Reproducing CIFAR-10 results from deep and wide preactivation residual networks

In 2015, Deep Residual Networks [1] were introduced as the winning solutions to ImageNet detection, ImageNet localization, COCO detection, and COCO segmentation, and they made it possible to train extremely deep neural networks of up to 1000 or more layers. The main idea is that Residual Networks “reformulate the layers as learning residual functions with reference to the layer inputs, instead of learning unreferenced functions” [1]. The basic idea is that the residual functions (blocks) are a combination of convolution layers and skip connections. The residual blocks are basically two branches that come together with an element-wise addition. One branch of the residual block is a stack of two convolution layers and the other is an identity function.

Residual Block

Diagram of the residual block.

Just like with normal convolution layers, these residual blocks can be layered to create networks of increasing depth. Below is the basic structure of the CIFAR-10 residual network [1][2], with the depth being controlled by a multiplier n which dictates how many residual blocks to insert between each downsampling layer. Downsampling is done by increasing the stride of the first convolution layer in a residual block. Whenever the number of filters are increased the first convolution layer within a residual block will do the downsampling.

Group Size Multiplier
Conv1 [3x3, 16] -
Conv2 [3x3, 16]
[3x3, 16]
n
Conv3 [3x3, 32]
[3x3, 32]
n
Conv4 [3x3, 64]
[3x3, 64]
n
Avg-Pool 8x8 -
Softmax 10 -

Basic structure of the CIFAR-10 Residual Network. An initial convolution layer is followed by residual blocks of two 3x3 convolutions which are parallel to identity mappings, the output of the identity and convolution stacks are added after each block. The depth is mostly altered by the multiplier n which defines how many residual blocks to use in each section.
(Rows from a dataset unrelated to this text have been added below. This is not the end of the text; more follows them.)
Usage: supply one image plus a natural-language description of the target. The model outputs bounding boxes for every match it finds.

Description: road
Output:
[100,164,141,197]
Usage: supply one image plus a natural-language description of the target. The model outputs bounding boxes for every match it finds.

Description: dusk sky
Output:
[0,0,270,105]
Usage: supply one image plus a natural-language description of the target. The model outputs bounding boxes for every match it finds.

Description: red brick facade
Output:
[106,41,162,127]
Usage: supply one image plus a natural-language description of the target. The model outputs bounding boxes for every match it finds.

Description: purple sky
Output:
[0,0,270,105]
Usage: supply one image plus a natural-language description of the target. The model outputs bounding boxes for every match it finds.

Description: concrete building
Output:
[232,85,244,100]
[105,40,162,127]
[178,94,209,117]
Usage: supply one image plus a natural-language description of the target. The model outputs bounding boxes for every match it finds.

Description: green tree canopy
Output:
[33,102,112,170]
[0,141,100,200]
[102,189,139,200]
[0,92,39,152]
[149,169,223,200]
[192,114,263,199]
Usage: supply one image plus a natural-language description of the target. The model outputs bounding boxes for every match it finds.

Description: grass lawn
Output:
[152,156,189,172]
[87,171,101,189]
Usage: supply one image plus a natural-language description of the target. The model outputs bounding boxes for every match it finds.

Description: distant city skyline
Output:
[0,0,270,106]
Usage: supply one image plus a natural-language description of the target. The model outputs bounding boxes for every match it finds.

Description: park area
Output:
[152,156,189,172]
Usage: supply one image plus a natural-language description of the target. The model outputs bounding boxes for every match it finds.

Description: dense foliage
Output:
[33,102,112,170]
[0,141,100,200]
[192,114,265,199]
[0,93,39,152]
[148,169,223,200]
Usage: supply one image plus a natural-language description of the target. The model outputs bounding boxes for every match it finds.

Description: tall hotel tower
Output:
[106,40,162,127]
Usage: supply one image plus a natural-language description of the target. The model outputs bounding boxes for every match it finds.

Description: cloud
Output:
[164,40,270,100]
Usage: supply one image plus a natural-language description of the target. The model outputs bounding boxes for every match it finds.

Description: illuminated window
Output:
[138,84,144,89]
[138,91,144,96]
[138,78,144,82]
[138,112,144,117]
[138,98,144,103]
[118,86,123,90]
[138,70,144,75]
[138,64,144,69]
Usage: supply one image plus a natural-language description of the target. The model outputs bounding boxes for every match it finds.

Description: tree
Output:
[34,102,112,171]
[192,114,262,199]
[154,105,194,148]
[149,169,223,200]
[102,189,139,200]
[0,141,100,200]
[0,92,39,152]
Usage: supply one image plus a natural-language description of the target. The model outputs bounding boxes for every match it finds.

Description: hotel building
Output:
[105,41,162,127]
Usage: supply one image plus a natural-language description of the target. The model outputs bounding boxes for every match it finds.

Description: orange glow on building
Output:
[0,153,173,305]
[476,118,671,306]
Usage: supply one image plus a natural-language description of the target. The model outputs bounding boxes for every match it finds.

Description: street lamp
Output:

In addition to the stacked 3x3 convolution architecture, “Deep Residual Learning for Image Recognition” also introduces a bottleneck architecture which is designed to increase the depth without significantly increasing the amount of parameters. [1] The structure of this architecture can be seen below, the depth is still controlled by a multiplier n. The main changes are in the residual blocks.

Group Size Multiplier
Conv1 [3x3, 16] -

Conv2
[1x1, 16]
[3x3, 16]
[1x1, 64]

n

Conv3
[1x1, 32]
[3x3, 32]
[1x1, 128]

n

Conv4
[1x1, 64]
[3x3, 64]
[1x1, 256]

n
Avg-Pool 8x8 -
Softmax 10 -

Methods

This reproduction will focus on two recent improvements on the original residual network design, Preactivation Residual Networks and Wide Residual Networks. The preactivation architecture switches up the order of the convolution, batch normalization and nonlinearities within each residual block. The wide architecture simply increases the number of convolution kernels within each preactivation residual block.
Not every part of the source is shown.